The last two decades have witnessed massive changes in animal health issues at the global, national and local level. The threat of an FAD incursion looms larger than ever due to the significant increases of animal production in developing nations with weak veterinary and public health infrastructures, and an explosion in global agricultural exports (increasing 23 percent from 2000 to 2005).
Because of these and other developments, U.S. agricultural agencies and disease surveillance systems are on high alert for encroachment on American shores of animal diseases that could prove devastating to livestock, equine, and poultry industries – diseases often first picked up by local veterinarians responding to a client’s call.
To help veterinarians develop their skills as first responders, the Animal Population Health Institute at Colorado State University and the Colorado Department of Agriculture presented the 6th Annual Foreign Animal Disease Training Course, July 26-30, at the Diagnostic Medicine Center in Fort Collins.
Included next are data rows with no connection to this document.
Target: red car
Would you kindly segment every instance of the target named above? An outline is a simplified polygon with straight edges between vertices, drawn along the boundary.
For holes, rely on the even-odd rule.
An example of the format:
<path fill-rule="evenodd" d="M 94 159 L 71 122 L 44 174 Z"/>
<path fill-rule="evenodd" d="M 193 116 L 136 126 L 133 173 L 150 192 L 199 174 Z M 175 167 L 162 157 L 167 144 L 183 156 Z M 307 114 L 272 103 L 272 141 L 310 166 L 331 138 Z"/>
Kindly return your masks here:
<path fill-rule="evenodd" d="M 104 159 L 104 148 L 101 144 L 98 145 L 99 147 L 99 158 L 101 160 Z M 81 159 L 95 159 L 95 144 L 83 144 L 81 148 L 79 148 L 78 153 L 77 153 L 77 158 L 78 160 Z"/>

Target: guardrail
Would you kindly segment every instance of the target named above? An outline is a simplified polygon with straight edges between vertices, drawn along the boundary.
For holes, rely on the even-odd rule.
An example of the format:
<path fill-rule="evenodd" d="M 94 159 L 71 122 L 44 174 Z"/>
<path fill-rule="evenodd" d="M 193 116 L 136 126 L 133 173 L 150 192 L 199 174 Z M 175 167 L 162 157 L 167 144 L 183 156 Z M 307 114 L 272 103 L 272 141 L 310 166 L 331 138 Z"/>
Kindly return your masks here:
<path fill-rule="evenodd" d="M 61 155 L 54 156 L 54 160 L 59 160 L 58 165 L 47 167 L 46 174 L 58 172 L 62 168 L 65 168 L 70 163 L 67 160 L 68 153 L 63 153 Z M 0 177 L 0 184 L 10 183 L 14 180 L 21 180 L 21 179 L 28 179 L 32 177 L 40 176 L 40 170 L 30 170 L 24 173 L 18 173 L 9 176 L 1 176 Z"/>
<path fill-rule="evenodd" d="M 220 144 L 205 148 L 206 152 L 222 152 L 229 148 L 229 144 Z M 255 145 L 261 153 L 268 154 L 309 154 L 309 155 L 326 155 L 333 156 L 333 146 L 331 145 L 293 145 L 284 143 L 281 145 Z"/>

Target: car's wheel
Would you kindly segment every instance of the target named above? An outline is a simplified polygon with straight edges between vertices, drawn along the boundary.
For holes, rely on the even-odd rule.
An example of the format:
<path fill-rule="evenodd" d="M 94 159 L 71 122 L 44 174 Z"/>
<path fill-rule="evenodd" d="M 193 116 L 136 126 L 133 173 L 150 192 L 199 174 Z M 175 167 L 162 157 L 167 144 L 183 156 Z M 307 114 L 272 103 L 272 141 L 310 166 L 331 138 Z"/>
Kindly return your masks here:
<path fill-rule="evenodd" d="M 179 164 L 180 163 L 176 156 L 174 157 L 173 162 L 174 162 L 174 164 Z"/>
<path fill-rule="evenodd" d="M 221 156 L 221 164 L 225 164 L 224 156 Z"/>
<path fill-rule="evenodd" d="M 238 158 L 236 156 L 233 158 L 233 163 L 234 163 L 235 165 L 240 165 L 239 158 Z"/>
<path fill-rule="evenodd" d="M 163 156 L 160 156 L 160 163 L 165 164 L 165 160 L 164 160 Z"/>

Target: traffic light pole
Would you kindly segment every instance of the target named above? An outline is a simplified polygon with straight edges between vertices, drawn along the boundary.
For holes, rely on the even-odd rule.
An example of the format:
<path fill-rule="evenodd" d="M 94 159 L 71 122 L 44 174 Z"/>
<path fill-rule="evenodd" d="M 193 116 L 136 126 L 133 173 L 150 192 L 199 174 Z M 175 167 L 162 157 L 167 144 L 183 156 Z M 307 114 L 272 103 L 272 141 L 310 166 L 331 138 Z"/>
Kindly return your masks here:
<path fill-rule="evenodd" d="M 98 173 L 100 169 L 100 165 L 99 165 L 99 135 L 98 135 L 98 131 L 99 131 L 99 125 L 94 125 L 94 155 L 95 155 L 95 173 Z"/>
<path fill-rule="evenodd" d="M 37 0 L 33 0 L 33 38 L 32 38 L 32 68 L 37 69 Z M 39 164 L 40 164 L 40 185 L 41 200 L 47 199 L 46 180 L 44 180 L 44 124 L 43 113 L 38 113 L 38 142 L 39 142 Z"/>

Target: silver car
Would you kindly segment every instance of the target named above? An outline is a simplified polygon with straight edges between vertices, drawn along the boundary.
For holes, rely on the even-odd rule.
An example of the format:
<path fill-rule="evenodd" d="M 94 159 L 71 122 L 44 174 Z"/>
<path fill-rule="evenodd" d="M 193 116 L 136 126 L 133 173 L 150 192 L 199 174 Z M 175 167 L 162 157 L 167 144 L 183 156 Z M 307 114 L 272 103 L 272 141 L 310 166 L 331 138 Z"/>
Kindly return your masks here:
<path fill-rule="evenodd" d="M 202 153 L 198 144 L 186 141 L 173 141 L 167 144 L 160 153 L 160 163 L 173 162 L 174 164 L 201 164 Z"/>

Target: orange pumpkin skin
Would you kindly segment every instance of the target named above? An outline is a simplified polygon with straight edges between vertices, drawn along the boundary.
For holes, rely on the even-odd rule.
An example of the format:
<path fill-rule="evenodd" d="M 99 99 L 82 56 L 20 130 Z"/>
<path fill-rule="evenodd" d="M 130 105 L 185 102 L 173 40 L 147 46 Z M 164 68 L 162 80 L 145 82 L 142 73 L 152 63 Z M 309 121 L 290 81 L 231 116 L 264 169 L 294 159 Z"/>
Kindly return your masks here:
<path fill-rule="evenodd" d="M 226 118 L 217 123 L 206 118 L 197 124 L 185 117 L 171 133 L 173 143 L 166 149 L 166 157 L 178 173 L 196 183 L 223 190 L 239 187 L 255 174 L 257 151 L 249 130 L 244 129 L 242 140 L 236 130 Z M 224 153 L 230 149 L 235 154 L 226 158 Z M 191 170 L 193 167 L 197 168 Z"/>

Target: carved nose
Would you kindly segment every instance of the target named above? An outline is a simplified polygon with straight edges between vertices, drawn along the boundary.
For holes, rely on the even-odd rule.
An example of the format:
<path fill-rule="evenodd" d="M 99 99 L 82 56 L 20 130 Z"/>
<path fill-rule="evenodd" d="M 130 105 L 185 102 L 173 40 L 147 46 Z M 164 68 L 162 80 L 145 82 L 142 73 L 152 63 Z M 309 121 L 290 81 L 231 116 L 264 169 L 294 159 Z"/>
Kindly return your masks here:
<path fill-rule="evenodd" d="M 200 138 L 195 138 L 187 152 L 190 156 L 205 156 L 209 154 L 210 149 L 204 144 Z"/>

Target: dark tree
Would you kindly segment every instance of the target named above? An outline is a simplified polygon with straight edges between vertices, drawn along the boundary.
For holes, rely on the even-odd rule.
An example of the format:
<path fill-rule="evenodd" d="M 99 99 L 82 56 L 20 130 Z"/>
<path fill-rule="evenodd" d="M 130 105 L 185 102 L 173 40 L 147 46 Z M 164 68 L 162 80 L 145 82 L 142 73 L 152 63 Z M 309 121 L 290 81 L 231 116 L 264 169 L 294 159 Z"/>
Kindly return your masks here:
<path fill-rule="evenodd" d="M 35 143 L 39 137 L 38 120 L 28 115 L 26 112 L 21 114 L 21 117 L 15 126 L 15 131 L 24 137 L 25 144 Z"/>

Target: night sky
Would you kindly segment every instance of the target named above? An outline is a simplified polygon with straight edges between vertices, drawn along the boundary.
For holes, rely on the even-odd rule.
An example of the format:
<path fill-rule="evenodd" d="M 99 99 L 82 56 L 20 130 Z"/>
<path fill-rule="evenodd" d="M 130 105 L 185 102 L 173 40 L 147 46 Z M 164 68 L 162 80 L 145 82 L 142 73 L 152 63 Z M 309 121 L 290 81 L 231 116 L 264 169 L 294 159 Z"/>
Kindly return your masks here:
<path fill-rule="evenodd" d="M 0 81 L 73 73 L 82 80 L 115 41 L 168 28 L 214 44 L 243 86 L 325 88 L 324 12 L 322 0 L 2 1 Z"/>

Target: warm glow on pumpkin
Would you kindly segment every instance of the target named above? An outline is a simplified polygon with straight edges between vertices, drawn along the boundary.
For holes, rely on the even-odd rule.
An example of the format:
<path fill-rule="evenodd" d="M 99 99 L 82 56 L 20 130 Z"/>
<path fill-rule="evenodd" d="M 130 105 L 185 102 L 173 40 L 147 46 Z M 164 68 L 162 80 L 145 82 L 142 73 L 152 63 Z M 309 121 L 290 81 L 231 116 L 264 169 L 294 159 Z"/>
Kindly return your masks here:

During the course, veterinarians, veterinary students and allied animal health personnel learned about current trends in FADs, specific responses in case of an outbreak, zoonotic transboundary diseases, and participated in hands-on laboratory exercises.
The Animal Population Health Institute works to improve the health of animal populations, to prevent and control infectious and other important diseases of animals, and to contribute to national and international animal disease policymaking processes by providing a better understanding of disease epidemiology and pathogenesis.